完整地训练完毕之后，可以计算一下预测准确率：

score = model.evaluate(x_test, y_test, verbose=0)
print('Test loss:', score[0])
print('Test accuracy:', score[1])

整个cnn的MNIST手写数字识别就训练完毕了，是不是非常简单，如果觉得注释还不够详尽，请自己试试源码感受下，或者看看我们文章的底部参考文献。

keras_mnist_cnn.py 完整源码：

'''Trains a simple convnet on the MNIST dataset.
Gets to 99.25% test accuracy after 12 epochs
(there is still a lot of margin for parameter tuning).
16 seconds per epoch on a GRID K520 GPU.
'''

from __future__ import print_function
import keras
from keras.datasets import mnist
from keras.models import Sequential
from keras.layers import Dense, Dropout, Flatten
from keras.layers import Conv2D, MaxPooling2D
from keras import backend as K

batch_size = 128
num_classes = 10
epochs = 12

# input image dimensions
img_rows, img_cols = 28, 28

# the data, shuffled and split between train and test sets
(x_train, y_train), (x_test, y_test) = mnist.load_data()
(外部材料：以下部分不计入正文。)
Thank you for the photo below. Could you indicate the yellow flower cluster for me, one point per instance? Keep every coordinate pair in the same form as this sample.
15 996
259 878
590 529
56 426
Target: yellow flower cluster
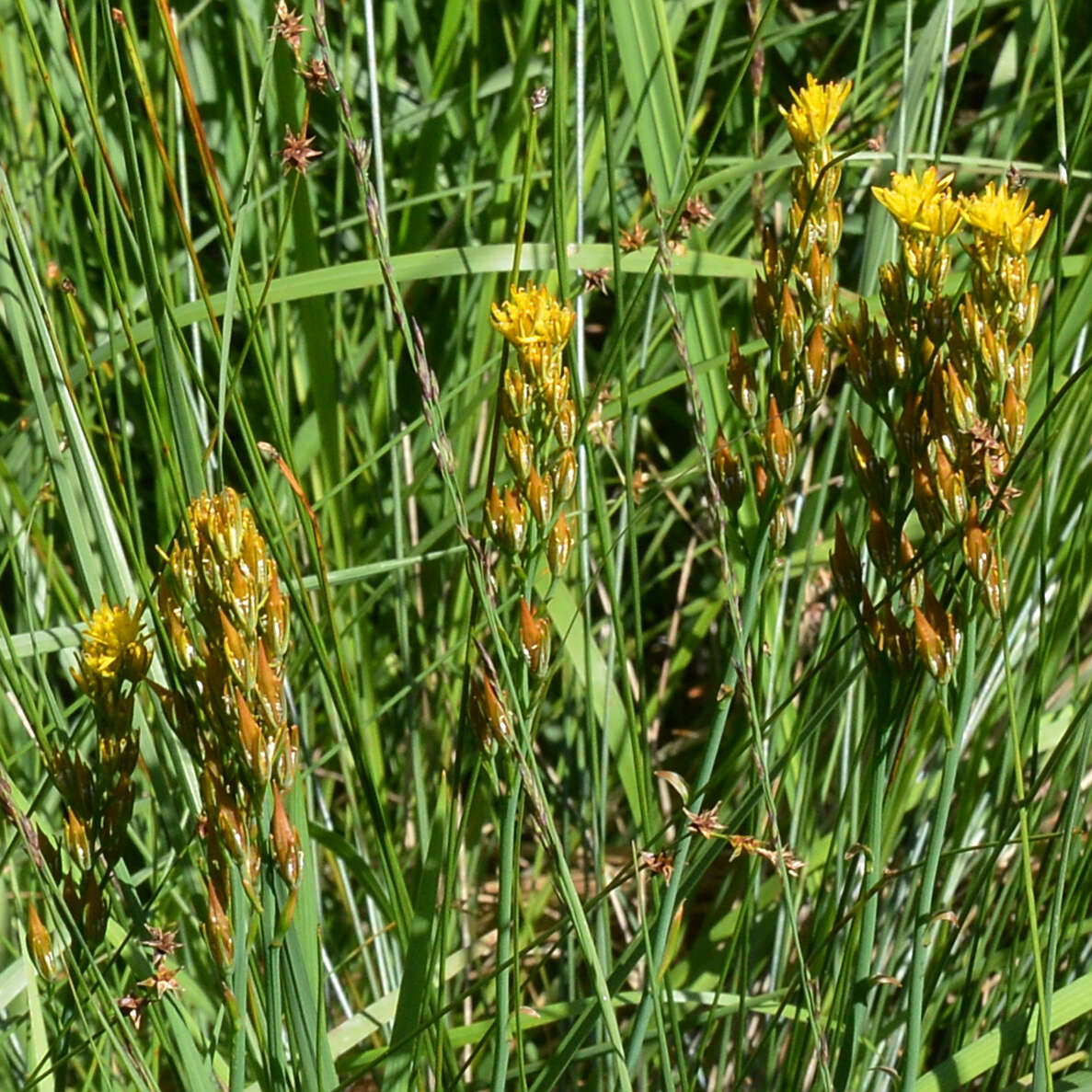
1005 216
538 415
527 518
98 795
813 111
114 649
794 310
227 619
950 378
921 205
if K.image_data_format() == 'channels_first':
    x_train = x_train.reshape(x_train.shape[0], 1, img_rows, img_cols)
    x_test = x_test.reshape(x_test.shape[0], 1, img_rows, img_cols)
    input_shape = (1, img_rows, img_cols)
else:
    x_train = x_train.reshape(x_train.shape[0], img_rows, img_cols, 1)
    x_test = x_test.reshape(x_test.shape[0], img_rows, img_cols, 1)
    input_shape = (img_rows, img_cols, 1)

x_train = x_train.astype('float32')
x_test = x_test.astype('float32')
x_train /= 255
x_test /= 255
print('x_train shape:', x_train.shape)
print(x_train.shape[0], 'train samples')
print(x_test.shape[0], 'test samples')

# convert class vectors to binary class matrices
y_train = keras.utils.np_utils.to_categorical(y_train, num_classes)
y_test = keras.utils.np_utils.to_categorical(y_test, num_classes)

model = Sequential()
model.add(Conv2D(32,
                 activation='relu',
                 input_shape=input_shape,
                 nb_row=3,
                 nb_col=3))
model.add(Conv2D(64, activation='relu',
                 nb_row=3,
                 nb_col=3))
# model.add(MaxPooling2D(pool_size=(2, 2)))
model.add(MaxPooling2D(pool_size=(2, 2)))
model.add(Dropout(0.35))
model.add(Flatten())
model.add(Dense(128, activation='relu'))
model.add(Dropout(0.5))
model.add(Dense(num_classes, activation='softmax'))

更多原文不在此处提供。